Good luck to the youngins on this one. Art Fag City
editor-in-chief Will Brand
recently observed he knew almost no twentysomething who was employed. I recently looked at a job application that listed five years worth of internships (though to be fair the applicant was in school for most of that time). Parents of recent art school grads should expect to be supporting their kids for at least two years. There simply aren't a lot of job opportunities.
Former Chicago residents in the arts seem to deal with this by moving to New York and starting a gallery, though it's unclear if anyone ever makes any money doing this. I guess their apartment gallery culture is transportable. As for the rest of us transplants, New York isn't such a bad place to be unemployed. The arts community is extraordinarily supportive and more opportunities for valuable or prestigious internships exist here than anywhere else. A good internship is characterized by its ability to get you a paying job. Ask yourself how much you're learning and how many people you're meeting. If the answer isn't a lot, you're wasting your time and your parents' money.

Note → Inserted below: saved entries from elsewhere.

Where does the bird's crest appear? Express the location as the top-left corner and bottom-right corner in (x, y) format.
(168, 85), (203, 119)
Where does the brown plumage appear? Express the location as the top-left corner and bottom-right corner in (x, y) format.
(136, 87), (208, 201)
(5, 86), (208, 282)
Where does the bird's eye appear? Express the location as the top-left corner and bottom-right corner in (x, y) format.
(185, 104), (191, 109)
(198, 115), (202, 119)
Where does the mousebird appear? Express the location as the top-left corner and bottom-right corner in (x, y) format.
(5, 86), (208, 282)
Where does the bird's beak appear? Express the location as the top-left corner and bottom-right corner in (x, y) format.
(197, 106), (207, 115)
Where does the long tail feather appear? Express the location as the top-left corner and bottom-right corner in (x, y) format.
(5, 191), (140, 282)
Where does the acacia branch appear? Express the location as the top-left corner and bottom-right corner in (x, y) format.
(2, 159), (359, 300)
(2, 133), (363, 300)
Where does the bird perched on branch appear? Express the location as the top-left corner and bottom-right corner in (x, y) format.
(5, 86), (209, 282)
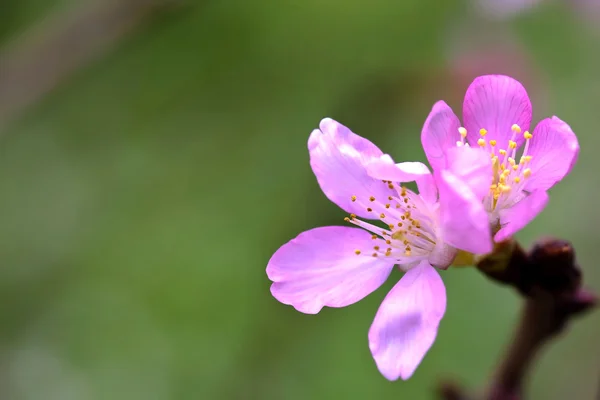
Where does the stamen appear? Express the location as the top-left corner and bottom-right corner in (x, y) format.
(351, 195), (357, 202)
(354, 250), (361, 255)
(477, 138), (486, 147)
(479, 128), (487, 136)
(458, 127), (467, 145)
(511, 124), (521, 134)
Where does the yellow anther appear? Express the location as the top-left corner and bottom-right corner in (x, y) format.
(374, 246), (380, 250)
(511, 124), (521, 133)
(385, 239), (391, 245)
(477, 138), (486, 147)
(508, 140), (517, 149)
(490, 184), (497, 190)
(371, 234), (377, 239)
(514, 177), (521, 183)
(500, 163), (506, 171)
(524, 131), (532, 140)
(379, 213), (386, 219)
(355, 250), (361, 255)
(344, 217), (350, 222)
(397, 222), (403, 227)
(372, 253), (378, 257)
(522, 155), (532, 162)
(508, 157), (516, 165)
(479, 128), (487, 136)
(351, 195), (357, 202)
(385, 204), (390, 209)
(388, 183), (394, 189)
(499, 149), (507, 156)
(366, 207), (372, 212)
(388, 224), (394, 229)
(458, 127), (467, 137)
(388, 196), (393, 201)
(523, 168), (532, 178)
(369, 196), (376, 202)
(350, 214), (356, 219)
(502, 185), (512, 193)
(512, 165), (519, 171)
(489, 140), (497, 146)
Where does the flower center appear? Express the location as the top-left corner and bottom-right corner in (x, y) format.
(345, 181), (437, 262)
(456, 124), (533, 212)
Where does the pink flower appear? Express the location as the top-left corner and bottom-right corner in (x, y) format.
(422, 75), (579, 243)
(266, 118), (492, 380)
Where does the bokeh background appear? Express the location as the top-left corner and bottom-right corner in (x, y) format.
(0, 0), (599, 399)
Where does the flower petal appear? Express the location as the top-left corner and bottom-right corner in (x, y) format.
(463, 75), (532, 148)
(494, 191), (549, 242)
(309, 118), (395, 218)
(366, 155), (431, 182)
(368, 261), (446, 381)
(436, 169), (492, 254)
(444, 146), (493, 200)
(366, 156), (438, 205)
(267, 226), (395, 314)
(421, 101), (461, 171)
(416, 172), (438, 206)
(524, 116), (579, 192)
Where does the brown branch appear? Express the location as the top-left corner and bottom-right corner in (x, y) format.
(438, 239), (597, 400)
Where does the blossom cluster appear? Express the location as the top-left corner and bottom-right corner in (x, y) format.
(266, 75), (579, 380)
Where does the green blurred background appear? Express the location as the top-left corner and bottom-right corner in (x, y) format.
(0, 0), (599, 399)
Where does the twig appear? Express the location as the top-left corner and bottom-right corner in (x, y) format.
(438, 239), (597, 400)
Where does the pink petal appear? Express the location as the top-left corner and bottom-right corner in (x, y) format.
(309, 118), (395, 219)
(463, 75), (532, 148)
(436, 170), (492, 254)
(366, 155), (431, 182)
(267, 226), (395, 314)
(524, 116), (579, 192)
(421, 101), (461, 171)
(494, 191), (549, 242)
(368, 261), (446, 381)
(366, 156), (438, 205)
(416, 172), (438, 206)
(444, 147), (493, 200)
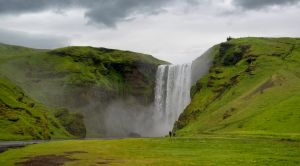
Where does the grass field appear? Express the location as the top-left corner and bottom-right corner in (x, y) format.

I got a solo show two years out of grad school. Time to conquer the world!
Not so fast. There are only about 300 spaces for A-list art professionals—whether writers, curators, or artists—and that's the only list with any job security. Once a large enough number of collectors have bought an artist's work, they tend to protect their investment by buying more.
Everyone else who sees any kind of success gets the type of "up-and-comer" fame that has the half-life of a passing YouTube meme, so expect your career gains to be part of that turnover. Managing a life in the arts means coming to terms with the reality that what you do may be very popular one year, and completely out of vogue the next.
I've been in New York two years and have nothing to show for it.
Suck it up. Critics, artists, curators and dealers should all expect to spend no less than 10 years working independently before receiving any kind of recognition. Yes, that means most New York artists won't land a solo show for a very long time. This is usually a good thing, as it gives an artist the time to mature. (A note to collectors: yes, believe it or not, this can occur outside the gallery system.)
How do I get gallery representation?
No offense but shut the hell up. I mean this in the nicest of ways, because it's a legitimate question, but also at least as old as Wilford Brimley. The stock answer here is make friends who make work you like, go to galleries that show work you like, court the dealer for a year, and sign up.
My own advice is to forget about that and make friends with the people with whom you actually connect. Professional friendships driven by careerism often aren't particularly fulfilling, nor are they all that useful when you're really in a jam. Anyone actively involved in the art world will naturally end up with scads of casual professional relationships anyway, all without having to aggressively court them.